Two years ago I walked into a casting call for Extreme Weight Loss, while this day changed my life, I was pouting this morning that I am not at my goal like others that went to casting calls for this same season,  pouting because I am not where I was a year ago, and pouting because I want to be.

However, I am not at my heaviest and I am not the same girl I was on April 13, 2013. 

April 13, 2013/April 12, 2015



April 13, 2013 was not my heaviest weight (that was March of 2011) and April 12, 2015 has not been my lowest weight in the last 2 years......that is why this is a journey.  No journey is paved with a straight line.  It's paved with twists, turns, and circles.
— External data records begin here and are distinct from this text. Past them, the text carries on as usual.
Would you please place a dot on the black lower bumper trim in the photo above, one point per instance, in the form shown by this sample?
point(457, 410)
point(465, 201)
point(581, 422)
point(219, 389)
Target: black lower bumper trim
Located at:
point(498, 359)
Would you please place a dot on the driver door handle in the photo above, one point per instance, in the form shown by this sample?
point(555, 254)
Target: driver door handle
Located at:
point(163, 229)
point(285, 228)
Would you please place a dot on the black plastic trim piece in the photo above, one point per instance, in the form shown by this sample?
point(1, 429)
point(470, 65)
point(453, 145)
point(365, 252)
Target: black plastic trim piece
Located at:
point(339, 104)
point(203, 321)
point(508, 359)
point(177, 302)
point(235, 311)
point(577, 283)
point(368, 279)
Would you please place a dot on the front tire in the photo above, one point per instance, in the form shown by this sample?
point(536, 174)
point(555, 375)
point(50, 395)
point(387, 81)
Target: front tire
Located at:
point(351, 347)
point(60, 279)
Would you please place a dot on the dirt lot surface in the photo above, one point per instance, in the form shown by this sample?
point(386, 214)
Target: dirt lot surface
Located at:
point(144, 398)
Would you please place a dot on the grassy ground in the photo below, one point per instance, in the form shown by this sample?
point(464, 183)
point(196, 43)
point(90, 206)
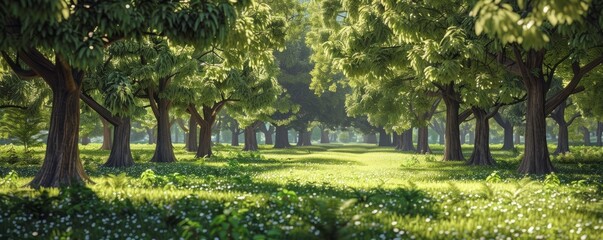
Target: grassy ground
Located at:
point(320, 192)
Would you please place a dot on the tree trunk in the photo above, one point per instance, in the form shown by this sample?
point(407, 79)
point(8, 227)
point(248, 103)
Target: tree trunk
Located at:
point(405, 141)
point(452, 144)
point(517, 137)
point(281, 137)
point(385, 140)
point(191, 142)
point(62, 165)
point(370, 138)
point(508, 132)
point(121, 155)
point(151, 134)
point(536, 158)
point(324, 136)
point(164, 151)
point(251, 143)
point(106, 135)
point(303, 138)
point(85, 140)
point(599, 132)
point(481, 149)
point(422, 142)
point(585, 135)
point(563, 139)
point(234, 141)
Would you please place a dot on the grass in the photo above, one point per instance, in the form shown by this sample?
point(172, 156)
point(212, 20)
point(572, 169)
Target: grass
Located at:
point(329, 191)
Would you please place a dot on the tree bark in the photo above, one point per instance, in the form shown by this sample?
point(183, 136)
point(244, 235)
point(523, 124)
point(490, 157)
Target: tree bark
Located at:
point(481, 149)
point(303, 138)
point(281, 137)
point(452, 144)
point(385, 140)
point(508, 132)
point(251, 143)
point(405, 141)
point(536, 158)
point(121, 155)
point(324, 135)
point(106, 135)
point(85, 140)
point(585, 135)
point(164, 151)
point(62, 165)
point(370, 138)
point(599, 133)
point(423, 140)
point(191, 142)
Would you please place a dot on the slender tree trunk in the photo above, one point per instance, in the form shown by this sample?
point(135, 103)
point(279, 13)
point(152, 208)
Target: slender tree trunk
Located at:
point(423, 143)
point(536, 158)
point(508, 132)
point(85, 140)
point(370, 138)
point(191, 142)
point(517, 137)
point(385, 140)
point(151, 134)
point(324, 136)
point(481, 149)
point(164, 151)
point(234, 141)
point(251, 143)
point(303, 138)
point(452, 145)
point(585, 135)
point(599, 133)
point(62, 165)
point(121, 155)
point(106, 135)
point(405, 141)
point(281, 137)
I am thankful for the journey.  I have met some amazing fitness professional in the area where I live and had the privilege of working with them.  I have met some amazing people through social media.  I have even gotten to speak with someone who was on the show.  I have learned to ask for help.  I have learned to share more feelings, instead of wearing them. Jesus has taught me many lessons (including this one) and walked through the last year plus of health issues with me. I even have new teeth to show for it (don't wrap you car around a light pole) and thankfully a benign biopsy. I am also learning to be more balanced instead of extreme. (I struggled with this back in January of 2014 and here I am still learning) (I think I just found my focus for May?? be balanced, see here for more on that)


In my letter to Chris Powell I wrote I wanted to leave a different legacy to my kids and I am.  My kids have been learning to eat more healthy foods over the last 2 years, how to make healthier choices, how to make treats healthier, and my oldest daughter wants to run a 5k with me.


 
I may not be at my goal weight, but there is transformation. I will keep fighting.  I will not give up.  I know that my story is not finished.  Jesus and I are still writing.
 
Whatever journey your on don't quit.  Whatever you want to be in 2015, don't give up. Obstacles, detours, circles, are all part of the journey and the learning.  Keep putting one foot in front of the other.  Keep showing up!
 
 
I wrote this letter to myself in this post  in November of 2013 and wanted to remind myself again.  I hope it helps you too.
 
 
Dear Shelly,

Do you understand how far you have come?  How far God has brought you on this journey?? At your heaviest you were tired, anxious, depressed. Everything was hard...everything!!  Your emotions controlled your food choices. After losing some weight, you then had the courage to try our for a TV show and have continued to fight ever since. Did you know that no matter what you put in your mouth or how your workout went, you Shelly are fearfully and wonderfully made??  The bible tells you so!  Did you know that in any journey to see some rainbows, you have to have a little rain?? This week is just a little rain.  Don't let it drown you! God did not bring you this far to leave you! Remember when you don't eat well, you don't feel well.  How do you want to feel today? You are worth the hard work, time, and effort this journey takes! You have 2 girls snuggled in their beds that are watching your journey. You have a husband who loves you and supports your efforts.  Remember your trying to leave a different legacy, and you are.  The goals you have before you will take time to reach. You will take 2 steps forward and 4 steps back at times, but you know God has surrounded you with what you need for your journey.  Yes, you fell down this week physically(I fell during a workout this week, thus facing a fear) and with food, but that does not mean you quit.  It means you faced some fears and have some choices.  Will you get back up and not allow yourself to be tangled up in the web of old habits?  There is a great quote in the ebook "The Unwired Mom" by Sarah Mae "And when you do mess it all up, there is grace that says, "It's okay, you're covered. Get up and try again. You are not alone in this." 

You got this, all things through Christ.